Les bannis

Mes blessures sur les mains ne veulent plus guérir. Oui je suis séropositif depuis dix ans. Tant que j’habitais dans ma région natale de Sverdlovsk, je recevais gratuitement un traitement antirétroviral, ARV, sur prescription du centre local de lutte contre le sida. Les médicaments ARV ont maintenu mon niveau de charge virale dans le corps, empêchant ainsi la maladie de se développer, nous explique Sergueï.
Un nom d’emprunt car en Russie, comme encore dans bien des parties du monde, mieux ne vaut pas se déclarer positif au VIH.

La rue, la maladie
Il y a deux ans, j’ai dû quitter mon appartement à cause de problèmes familiaux. Je me suis retrouvé à Moscou, sans-papier.
J’ai vécu dans la rue. Aucun accès aux médicaments puisque je n’ai pas ma Propiska. Et impossible de travailler au noir en raison de la détérioration physique.
La charge virale d’Andreï s’intensifie, son corps s’affaiblit, ses blessures ne se cicatrisent plus.

Pas de papier, pas de soin
Un soir, au Bus de Nuit, le médecin bénévole aperçu Andreï.

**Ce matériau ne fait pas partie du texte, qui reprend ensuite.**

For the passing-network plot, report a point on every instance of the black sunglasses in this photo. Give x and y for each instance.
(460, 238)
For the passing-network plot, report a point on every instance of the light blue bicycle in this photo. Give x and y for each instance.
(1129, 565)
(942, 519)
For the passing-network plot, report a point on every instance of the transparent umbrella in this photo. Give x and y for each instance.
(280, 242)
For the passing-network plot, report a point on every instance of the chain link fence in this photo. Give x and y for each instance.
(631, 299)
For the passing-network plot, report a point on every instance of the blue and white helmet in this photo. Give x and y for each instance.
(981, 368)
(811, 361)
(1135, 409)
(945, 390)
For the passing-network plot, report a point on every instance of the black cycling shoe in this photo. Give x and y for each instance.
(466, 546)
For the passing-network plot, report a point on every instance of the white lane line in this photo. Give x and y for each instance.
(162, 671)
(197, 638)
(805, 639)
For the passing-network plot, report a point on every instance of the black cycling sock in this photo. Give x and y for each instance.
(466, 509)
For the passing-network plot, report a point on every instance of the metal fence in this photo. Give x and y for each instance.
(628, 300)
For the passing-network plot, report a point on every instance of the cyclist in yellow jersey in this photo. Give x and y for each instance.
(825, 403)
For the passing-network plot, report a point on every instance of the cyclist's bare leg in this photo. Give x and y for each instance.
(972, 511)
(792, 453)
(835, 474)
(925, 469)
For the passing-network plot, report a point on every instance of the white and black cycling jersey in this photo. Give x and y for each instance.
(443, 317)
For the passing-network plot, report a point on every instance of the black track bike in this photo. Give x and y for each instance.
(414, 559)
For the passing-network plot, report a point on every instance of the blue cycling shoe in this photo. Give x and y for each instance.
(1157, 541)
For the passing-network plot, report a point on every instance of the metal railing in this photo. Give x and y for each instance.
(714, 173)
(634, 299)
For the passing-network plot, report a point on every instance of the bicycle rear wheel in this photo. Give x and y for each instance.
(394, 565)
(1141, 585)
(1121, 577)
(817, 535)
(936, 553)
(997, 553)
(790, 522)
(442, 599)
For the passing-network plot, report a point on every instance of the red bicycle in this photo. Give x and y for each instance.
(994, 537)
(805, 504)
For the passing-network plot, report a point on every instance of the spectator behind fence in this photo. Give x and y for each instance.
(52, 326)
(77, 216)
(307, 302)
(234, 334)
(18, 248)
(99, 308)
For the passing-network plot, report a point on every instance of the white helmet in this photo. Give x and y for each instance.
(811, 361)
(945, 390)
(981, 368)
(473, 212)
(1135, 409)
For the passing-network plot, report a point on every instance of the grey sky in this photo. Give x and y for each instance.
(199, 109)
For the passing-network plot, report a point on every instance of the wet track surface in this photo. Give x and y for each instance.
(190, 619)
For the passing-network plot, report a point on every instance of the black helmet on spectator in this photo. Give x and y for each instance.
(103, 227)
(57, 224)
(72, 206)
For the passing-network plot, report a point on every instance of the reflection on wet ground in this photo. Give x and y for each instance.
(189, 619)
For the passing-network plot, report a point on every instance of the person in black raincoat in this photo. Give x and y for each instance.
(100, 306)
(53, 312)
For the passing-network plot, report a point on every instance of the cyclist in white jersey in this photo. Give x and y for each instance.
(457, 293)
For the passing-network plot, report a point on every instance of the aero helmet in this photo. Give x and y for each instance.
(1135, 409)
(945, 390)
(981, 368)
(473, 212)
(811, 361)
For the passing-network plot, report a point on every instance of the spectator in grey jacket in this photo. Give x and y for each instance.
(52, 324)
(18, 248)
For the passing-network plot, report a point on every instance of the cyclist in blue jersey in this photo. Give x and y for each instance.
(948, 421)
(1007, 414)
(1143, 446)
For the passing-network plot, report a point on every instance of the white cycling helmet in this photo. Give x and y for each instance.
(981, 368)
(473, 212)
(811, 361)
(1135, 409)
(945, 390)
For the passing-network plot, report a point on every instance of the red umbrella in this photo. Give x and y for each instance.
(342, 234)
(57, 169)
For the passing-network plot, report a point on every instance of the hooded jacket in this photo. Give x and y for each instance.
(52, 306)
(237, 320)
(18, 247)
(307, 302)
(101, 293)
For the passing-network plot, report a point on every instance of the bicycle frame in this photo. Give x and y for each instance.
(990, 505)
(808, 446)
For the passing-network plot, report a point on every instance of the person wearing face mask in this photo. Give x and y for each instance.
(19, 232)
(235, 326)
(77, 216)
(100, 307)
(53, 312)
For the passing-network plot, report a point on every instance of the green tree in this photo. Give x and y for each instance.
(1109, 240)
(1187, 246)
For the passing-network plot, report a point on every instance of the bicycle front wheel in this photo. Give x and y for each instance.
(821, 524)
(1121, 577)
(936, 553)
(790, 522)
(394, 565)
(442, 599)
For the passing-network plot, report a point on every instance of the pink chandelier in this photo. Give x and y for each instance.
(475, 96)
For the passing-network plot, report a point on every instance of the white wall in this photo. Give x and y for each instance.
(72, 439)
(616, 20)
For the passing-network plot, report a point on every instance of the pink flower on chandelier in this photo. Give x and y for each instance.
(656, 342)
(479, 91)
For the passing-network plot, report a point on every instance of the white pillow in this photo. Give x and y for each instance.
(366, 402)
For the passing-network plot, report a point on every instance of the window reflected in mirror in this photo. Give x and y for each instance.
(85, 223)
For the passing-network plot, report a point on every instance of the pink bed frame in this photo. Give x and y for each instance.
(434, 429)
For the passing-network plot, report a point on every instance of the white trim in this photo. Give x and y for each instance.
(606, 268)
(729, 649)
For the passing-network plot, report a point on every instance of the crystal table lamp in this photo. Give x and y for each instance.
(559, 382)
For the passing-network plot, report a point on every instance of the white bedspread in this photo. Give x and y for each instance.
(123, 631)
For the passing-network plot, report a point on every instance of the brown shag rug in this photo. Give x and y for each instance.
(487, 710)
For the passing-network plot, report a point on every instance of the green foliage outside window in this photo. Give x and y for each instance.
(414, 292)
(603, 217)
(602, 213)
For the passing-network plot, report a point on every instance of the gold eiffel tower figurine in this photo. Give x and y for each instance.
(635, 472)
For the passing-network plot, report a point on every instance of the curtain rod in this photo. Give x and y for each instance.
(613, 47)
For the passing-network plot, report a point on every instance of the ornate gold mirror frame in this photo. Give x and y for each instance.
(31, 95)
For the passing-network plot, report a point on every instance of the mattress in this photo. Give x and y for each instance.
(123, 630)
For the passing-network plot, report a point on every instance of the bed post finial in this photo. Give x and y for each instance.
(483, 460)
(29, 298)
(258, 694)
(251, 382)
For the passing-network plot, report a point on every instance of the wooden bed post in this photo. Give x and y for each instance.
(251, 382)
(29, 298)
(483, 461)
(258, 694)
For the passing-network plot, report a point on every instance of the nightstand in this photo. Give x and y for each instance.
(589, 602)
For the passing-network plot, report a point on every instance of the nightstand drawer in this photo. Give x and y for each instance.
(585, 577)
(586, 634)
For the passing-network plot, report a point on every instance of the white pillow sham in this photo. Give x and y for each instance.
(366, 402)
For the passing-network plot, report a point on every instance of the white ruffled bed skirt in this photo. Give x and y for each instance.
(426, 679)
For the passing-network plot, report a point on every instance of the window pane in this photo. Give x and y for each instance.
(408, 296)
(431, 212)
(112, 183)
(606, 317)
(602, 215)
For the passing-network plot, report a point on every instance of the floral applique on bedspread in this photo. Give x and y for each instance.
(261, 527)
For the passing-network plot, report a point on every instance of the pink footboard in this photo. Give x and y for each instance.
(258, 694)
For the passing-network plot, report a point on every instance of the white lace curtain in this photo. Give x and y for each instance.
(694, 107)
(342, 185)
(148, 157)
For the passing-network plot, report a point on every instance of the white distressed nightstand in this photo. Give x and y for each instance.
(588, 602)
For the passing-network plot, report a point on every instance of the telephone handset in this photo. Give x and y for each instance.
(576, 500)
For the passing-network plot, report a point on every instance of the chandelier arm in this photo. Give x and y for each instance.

Elle s’est de suite rendue compte de la gravité de son état.
Nochlechka a appelé le médecin du Centre fédéral de lutte contre le sida pour qu’Andreï puisse se soumettre à des tests.
En quelques jours, Sergey a reçu une thérapie primaire pour la première fois depuis plusieurs années. Mais pour continuer le traitement permanent et régulier, Andreï doit s’inscrire au centre régional de lutte contre le sida.
Et cela lui est impossible. En effet, une personne sans Propiska, n’a aucun droit.
Et sans soin, la santé d’une personne atteinte du VIH se détériore considérablement d’autant si elle est forcée de vivre dans la rue.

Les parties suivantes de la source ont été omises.